Rabu, 15 Juni 2022

FOMO dan JOMO, Mana yang Lebih Baik?

 
Ilustrasi (Dok. Internet)

Oleh: Arina Zulfa

Akhir-akhir ini FOMO atau kepanjangan dari Fear of Missing Out menjadi sering disebut-sebut. Sedikit-sedikit FOMO, sedikit-sedikit FOMO. Fenomena FOMO benar-benar melekat di kehidupan remaja, tak dapat dipungkiri bahwa mahasiswa pun merasakannya. Beberapa orang akan dengan mudahnya merasa tertinggal atau bahkan iri hanya dengan melihat apa saja yang telah orang lain lakukan. Meski manusia memanglah subjek rasa takut, akan menjadi sebuah ironi apabila kehidupan orang lain dijadikan patokan dalam menjalani hidup. 

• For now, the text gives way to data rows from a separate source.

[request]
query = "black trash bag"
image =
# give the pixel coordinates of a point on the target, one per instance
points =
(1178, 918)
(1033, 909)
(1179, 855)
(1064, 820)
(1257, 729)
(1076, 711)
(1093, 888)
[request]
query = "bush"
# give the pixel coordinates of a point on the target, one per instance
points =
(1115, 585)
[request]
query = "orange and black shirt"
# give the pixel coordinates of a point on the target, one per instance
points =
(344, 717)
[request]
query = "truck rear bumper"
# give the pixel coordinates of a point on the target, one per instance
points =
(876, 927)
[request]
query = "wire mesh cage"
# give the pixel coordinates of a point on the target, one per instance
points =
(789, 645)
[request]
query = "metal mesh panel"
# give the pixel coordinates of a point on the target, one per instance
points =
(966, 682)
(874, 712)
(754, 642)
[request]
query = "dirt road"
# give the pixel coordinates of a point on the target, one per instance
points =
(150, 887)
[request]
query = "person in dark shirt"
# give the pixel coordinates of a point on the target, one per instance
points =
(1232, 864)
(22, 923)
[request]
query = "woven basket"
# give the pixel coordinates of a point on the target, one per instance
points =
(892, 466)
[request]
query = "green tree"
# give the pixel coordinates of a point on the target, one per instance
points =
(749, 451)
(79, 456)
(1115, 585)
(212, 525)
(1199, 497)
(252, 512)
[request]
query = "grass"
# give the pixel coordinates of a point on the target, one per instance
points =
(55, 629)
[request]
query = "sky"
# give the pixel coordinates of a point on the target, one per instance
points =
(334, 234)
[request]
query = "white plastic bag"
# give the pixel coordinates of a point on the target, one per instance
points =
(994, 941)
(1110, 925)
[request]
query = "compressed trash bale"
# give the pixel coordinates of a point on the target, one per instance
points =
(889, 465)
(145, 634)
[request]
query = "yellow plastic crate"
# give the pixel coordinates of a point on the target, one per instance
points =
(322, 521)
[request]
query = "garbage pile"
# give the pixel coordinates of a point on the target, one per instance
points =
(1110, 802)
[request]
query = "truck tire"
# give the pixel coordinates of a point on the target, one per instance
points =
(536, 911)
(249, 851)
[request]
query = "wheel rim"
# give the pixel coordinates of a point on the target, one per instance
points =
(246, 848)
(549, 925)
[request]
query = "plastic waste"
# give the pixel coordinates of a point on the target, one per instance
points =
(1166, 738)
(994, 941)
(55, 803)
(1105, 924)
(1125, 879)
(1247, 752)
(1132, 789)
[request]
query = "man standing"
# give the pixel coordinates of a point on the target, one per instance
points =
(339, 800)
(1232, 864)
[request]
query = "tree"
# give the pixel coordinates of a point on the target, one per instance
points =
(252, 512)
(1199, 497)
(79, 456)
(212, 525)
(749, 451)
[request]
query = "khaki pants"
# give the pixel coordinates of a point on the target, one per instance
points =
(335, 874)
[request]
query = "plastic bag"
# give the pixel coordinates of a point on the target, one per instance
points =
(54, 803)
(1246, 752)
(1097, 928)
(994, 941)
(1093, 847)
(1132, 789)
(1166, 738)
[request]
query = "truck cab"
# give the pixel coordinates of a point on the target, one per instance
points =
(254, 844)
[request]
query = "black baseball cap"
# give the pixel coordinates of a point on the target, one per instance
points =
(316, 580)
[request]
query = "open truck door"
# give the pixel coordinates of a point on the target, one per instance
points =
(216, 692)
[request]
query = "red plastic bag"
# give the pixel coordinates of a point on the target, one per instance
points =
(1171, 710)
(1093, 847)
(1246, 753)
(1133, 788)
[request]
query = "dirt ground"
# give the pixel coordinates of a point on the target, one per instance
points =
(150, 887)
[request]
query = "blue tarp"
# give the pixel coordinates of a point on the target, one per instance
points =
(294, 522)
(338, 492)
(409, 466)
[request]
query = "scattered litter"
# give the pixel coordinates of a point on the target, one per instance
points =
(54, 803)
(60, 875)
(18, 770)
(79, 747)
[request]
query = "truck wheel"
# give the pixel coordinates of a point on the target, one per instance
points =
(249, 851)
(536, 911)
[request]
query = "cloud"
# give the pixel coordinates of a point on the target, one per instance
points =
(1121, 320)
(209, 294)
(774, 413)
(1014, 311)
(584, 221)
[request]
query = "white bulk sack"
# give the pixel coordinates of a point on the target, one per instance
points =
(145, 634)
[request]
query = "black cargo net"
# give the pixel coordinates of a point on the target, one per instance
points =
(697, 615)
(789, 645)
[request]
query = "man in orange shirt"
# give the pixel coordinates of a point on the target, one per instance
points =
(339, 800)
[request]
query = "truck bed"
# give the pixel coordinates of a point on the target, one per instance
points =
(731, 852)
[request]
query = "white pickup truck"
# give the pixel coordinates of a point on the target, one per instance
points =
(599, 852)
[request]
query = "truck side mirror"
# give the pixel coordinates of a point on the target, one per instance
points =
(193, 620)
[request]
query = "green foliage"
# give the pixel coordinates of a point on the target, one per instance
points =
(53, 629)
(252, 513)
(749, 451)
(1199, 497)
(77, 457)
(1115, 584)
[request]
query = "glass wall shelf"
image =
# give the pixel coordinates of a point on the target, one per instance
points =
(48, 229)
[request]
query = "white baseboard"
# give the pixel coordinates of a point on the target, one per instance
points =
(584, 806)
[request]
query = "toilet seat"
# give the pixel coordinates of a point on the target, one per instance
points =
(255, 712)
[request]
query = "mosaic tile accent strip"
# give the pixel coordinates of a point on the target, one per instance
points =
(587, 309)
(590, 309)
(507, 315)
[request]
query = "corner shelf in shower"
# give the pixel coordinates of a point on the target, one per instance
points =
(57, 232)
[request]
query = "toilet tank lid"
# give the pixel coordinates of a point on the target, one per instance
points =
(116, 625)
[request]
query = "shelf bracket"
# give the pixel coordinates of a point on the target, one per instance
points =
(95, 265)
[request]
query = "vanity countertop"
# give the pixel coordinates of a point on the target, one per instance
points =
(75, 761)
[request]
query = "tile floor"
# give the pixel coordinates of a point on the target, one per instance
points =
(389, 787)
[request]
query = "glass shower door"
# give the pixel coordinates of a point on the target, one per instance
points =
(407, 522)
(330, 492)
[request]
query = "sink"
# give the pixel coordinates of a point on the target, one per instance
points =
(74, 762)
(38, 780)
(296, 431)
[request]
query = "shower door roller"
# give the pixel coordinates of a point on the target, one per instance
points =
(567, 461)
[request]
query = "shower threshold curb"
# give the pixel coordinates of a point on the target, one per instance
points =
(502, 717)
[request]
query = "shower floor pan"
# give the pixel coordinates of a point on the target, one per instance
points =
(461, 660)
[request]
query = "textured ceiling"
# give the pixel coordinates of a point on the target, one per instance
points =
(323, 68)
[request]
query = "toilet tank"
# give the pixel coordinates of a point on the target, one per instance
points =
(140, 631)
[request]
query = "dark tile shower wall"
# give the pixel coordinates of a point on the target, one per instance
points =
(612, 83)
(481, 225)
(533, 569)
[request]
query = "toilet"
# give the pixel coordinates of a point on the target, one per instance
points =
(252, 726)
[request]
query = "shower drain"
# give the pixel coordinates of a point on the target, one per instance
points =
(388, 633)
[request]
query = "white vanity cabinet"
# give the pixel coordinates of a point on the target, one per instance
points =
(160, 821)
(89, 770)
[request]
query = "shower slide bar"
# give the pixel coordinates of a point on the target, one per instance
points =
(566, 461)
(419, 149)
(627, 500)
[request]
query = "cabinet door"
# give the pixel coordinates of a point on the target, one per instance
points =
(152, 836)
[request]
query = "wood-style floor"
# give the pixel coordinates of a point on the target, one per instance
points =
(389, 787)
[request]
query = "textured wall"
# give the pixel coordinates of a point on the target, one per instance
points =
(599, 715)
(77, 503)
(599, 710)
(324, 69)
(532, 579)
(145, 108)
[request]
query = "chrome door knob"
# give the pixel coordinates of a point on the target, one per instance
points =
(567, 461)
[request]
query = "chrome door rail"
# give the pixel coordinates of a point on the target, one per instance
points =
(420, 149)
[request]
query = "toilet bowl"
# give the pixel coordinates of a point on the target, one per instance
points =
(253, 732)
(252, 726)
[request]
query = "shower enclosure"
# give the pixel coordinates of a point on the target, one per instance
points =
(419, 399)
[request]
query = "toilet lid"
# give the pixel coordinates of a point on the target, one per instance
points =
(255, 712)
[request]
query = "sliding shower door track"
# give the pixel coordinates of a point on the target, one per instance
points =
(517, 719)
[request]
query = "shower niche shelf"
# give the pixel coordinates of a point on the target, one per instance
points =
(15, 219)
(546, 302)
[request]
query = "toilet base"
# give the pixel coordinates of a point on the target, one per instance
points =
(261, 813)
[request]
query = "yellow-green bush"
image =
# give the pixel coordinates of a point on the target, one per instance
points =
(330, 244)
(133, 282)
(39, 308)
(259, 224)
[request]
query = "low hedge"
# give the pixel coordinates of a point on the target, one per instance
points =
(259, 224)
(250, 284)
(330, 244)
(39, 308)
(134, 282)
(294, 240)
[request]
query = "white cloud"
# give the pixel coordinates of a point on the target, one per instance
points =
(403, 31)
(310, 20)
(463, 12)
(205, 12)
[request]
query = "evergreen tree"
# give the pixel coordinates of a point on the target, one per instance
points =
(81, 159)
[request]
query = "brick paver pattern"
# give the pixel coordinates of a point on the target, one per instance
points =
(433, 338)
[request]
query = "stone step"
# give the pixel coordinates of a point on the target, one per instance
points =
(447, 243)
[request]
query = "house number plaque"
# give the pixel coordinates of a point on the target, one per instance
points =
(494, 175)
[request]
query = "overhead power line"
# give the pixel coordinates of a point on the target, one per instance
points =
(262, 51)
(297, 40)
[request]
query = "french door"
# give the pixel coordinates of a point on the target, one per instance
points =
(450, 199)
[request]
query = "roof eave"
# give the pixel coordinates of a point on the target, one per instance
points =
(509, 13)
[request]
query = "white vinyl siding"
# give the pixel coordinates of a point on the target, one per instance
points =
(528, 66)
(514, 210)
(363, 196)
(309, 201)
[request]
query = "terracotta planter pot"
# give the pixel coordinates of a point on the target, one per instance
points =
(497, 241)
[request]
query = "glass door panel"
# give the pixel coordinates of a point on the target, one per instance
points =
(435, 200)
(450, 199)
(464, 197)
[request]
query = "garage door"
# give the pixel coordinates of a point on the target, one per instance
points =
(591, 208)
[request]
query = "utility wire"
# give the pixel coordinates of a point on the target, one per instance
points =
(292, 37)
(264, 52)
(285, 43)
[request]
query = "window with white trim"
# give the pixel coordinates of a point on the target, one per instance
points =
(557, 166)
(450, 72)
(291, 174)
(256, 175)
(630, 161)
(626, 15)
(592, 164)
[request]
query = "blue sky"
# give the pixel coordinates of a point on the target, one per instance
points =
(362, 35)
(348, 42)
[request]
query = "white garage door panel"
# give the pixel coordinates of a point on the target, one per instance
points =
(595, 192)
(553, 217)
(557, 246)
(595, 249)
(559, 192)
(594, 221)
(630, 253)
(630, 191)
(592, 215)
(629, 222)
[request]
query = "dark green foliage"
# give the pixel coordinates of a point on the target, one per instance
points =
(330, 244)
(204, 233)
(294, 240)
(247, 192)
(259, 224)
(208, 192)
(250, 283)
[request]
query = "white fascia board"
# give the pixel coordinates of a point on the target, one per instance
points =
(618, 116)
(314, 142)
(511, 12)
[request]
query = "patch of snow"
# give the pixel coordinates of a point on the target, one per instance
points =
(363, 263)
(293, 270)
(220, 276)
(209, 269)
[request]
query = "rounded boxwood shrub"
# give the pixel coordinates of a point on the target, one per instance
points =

Kita iri melihat orang lain mengunggah momen liburannya, merasa tertinggal melihat teman seangkatan sudah mendapatkan pekerjaan yang didambakannya, merasa terasingkan ketika tidak dapat mengikuti topik pembicaraan yang tengah dibicarakan. Seseorang yang merasakan FOMO cenderung sering merasa gelisah dan cemas, mereka akan mengecek media sosial secara terus menerus demi menghindari ketertinggalan informasi. Hal ini tentu bukanlah hal yang baik, meskipun di sisi baik seseorang akan menjadi terus up to date, namun waktu yang ia habiskan untuk mengecek media sosial itu dapat ia habiskan untuk hal-hal yang lebih bermanfaat. 

Fenomena FOMO ini kemudian melahirkan istilah JOMO, atau Joy of Missing Out. JOMO adalah perasaan tidak merasa terganggu dengan kegiatan atau pencapaian orang lain. Seseorang yang merasa JOMO cenderung puas akan kondisi diri sendiri. Ia tak merasa tertinggal apabila tidak memiliki informasi yang orang lain miliki, tidak merasa iri meski belum mencapai pencapaian yang orang lain capai. Berbeda dengan apatis, JOMO lebih ke perasaan menghargai hidup yang dimiliki, tanpa berkeinginan untuk memenuhi standar sosial tertentu.

Baik FOMO ataupun JOMO akan selalu memiliki sisi baik dan buruknya masing-masing. Meskipun FOMO disebut-sebut merupakan hal buruk, FOMO tetap memiliki sisi baiknya apabila berada pada takaran yang pas. Seseorang yang FOMO cenderung mengetahui bahwa pencapaian orang lain itu merupakan hal yang baik, apabila ia berhenti cukup sampai di situ dan mencoba untuk mengintrospeksi dirinya, hal ini dapat menjadi motivasi untuknya selalu produktif. Ia akan berusaha untuk mengejar cita-citanya karena melihat orang lain pun dapat mengejar cita-citanya. 

Begitu pula JOMO, JOMO adalah hal yang baik ketika hal ini tidak berlarut lebih jauh. Hal yang baik apabila seseorang dapat mensyukuri hal yang dimilikinya, hanya saja jangan sampai seseorang menjadi apatis atau terkesan bodo amat pada hidupnya. Meski begitu, FOMO terbukti mampu mengganggu kesehatan mental karena dianggap tidak menghargai apa yang dimilikinya dan berfokus pada hal menyenangkan lainnya yang seringkali kita lihat di media sosial. 

Maka terlepas dari pencapaian yang orang lain miliki, kita perlu bersyukur atas hal-hal kecil yang baik dalam diri kita. Mulai dari perasaan syukur yang tumbuh perlahan dalam diri kita, akan muncul self-compassion, atau langkah sederhana menyayangi diri. Kita akan lebih merasa bangga dan merasa diri kita sangat berharga, sehingga kita dapat mengenal dan menerima diri sendiri. Kita tidak memerlukan orang lain untuk merasa bahagia, sehingga mental akan menjadi lebih positif karena bebas dari kecemasan dan perasaan kompetitif. 

Hidup terlalu singkat untuk sekedar berbicara siapa yang lebih sukses, aktivitas siapa yang paling menyenangkan, atau hal tidak bermanfaat lainnya. Hargai diri sendiri dan setiap kegiatan yang telah kamu lalui. Kamu sudah berjuang untuk sampai pada titik ini, tak pernahkan terpikirkan untuk terima diri sendiri dan buat segalanya menjadi lebih bermakna? Karena kalau bukan dirimu yang menyayangi diri sendiri, siapa lagi?